Re.  La Regina di nuovo mi t'ha mandato a domandare e dice ch'essendo alquanto indisposta vorrebbe che tu l'andasti un poco a trattenere e fargli passar l'umore con le tue piacevolezze.

Bertoldo.  Anco la volpe talora si finge inferma per trapolar i polastri.

Re.  A che proposito dici tu questo?

Bertoldo.  Perché né tigre, né femina fu mai senza vendetta.

Re.  Leggi qui, se tu sai leggere.

Bertoldo.  La prattica mi serve per libro.

Re.  Sdegno di donna nobile tosto passa via.

Bertoldo.  Le cernici coperte tengono un pezzo calda la cenere.

Re.  Non odi tu le buone parole ch'ella ti manda a dire?

Bertoldo.  Buone parole e tristi fatti ingannano i savi e i matti.

Re.  Orsù, chi ha d'andar vada, che l'acqua non è spada.

Bertoldo.  Chi è scottato dalla minestra calda soffia sulla fredda.

Re.  Da corsaro a corsaro non si perde altro che i barili vuoti.

Bertoldo.  Una cosa pensa il ghiotto, l'altra il tavernaro.

Re.  Il far servizio mai non si perde.

Bertoldo.  Servizio con danno, Dio ti dia il mal anno.

Re.  Non aver paura di nulla nella mia corte.

Bertoldo.  Meglio è esser uccello di campagna che di gabbia.

Re.  Orsù, non ti far bramar più; va' via, perché cosa tanto pregata poco è poi grata.

Bertoldo.  Tristo colui che essempio ad altrui.

Re.  Chi sta più, vorrebbe star più.

Bertoldo.  Chi spinge la nave in mare sta sulla riva.

Re.  Orsù, va' dove ti mando, e non temere.

Bertoldo.  Quando il bue va alla mazza, suda dinanzi e trema di dietro.

Re.  Fa' un animo di leone e va' via arditamente.

Bertoldo.  Non può far animo di leone chi ha il cuore di pecora.
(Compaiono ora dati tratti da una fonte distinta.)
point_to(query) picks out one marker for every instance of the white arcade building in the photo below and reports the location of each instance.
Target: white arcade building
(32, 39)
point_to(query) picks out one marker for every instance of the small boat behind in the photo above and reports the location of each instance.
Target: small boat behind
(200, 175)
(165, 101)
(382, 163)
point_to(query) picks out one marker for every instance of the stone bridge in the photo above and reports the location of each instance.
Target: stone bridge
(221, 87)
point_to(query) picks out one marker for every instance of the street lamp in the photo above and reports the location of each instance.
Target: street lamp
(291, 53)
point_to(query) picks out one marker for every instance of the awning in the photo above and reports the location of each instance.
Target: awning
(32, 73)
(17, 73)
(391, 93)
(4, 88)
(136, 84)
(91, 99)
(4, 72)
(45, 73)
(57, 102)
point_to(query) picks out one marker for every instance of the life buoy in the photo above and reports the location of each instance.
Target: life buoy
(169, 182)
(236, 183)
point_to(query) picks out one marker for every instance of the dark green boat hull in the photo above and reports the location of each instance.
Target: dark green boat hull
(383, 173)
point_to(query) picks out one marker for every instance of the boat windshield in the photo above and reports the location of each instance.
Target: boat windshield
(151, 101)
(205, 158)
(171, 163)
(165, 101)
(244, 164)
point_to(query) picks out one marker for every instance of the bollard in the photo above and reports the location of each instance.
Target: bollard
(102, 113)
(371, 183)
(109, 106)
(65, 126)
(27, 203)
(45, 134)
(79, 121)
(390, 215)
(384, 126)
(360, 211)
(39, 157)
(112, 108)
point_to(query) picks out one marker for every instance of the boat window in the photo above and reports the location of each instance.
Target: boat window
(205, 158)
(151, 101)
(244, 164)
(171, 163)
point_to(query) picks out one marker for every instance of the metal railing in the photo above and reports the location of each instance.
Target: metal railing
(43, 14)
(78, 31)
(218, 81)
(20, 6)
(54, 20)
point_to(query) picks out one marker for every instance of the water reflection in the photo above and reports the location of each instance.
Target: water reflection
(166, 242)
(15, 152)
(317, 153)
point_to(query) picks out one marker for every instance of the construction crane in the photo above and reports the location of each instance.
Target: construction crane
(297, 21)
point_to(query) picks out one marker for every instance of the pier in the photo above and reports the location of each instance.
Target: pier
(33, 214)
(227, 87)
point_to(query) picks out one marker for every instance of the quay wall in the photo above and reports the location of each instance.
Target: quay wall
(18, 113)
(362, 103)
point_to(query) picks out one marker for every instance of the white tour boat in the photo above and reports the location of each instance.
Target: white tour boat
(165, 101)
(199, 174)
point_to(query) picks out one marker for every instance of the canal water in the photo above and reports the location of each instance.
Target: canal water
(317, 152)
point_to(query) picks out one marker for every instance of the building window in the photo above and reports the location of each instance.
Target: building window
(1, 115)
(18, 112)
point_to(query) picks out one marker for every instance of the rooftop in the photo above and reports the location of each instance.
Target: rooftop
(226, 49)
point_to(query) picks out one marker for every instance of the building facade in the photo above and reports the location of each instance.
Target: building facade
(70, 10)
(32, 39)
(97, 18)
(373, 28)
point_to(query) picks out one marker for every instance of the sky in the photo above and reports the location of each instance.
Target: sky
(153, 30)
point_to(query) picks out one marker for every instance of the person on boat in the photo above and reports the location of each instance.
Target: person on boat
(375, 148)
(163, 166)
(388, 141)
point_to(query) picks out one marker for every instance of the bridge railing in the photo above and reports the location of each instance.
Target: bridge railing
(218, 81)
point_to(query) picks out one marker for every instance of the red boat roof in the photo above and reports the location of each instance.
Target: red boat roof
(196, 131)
Re.  Va' via sicuramente, che la Regina non ha più odio teco, ma s'è passata quella burla in riso.

Bertoldo.  Riso di signore, sereno di verno, cappello di matto, trotto di mula vecchia, fanno una primiera di pochi punti.

Re.  Non ti far più aspettare perché ogni tardanza è poi noiosa.

Bertoldo.  Orsù, io vado, poiché tu me lo comandi; vada come si vuole, in ogni modo, o per l'uscio o per la porta bisogna entrarvi.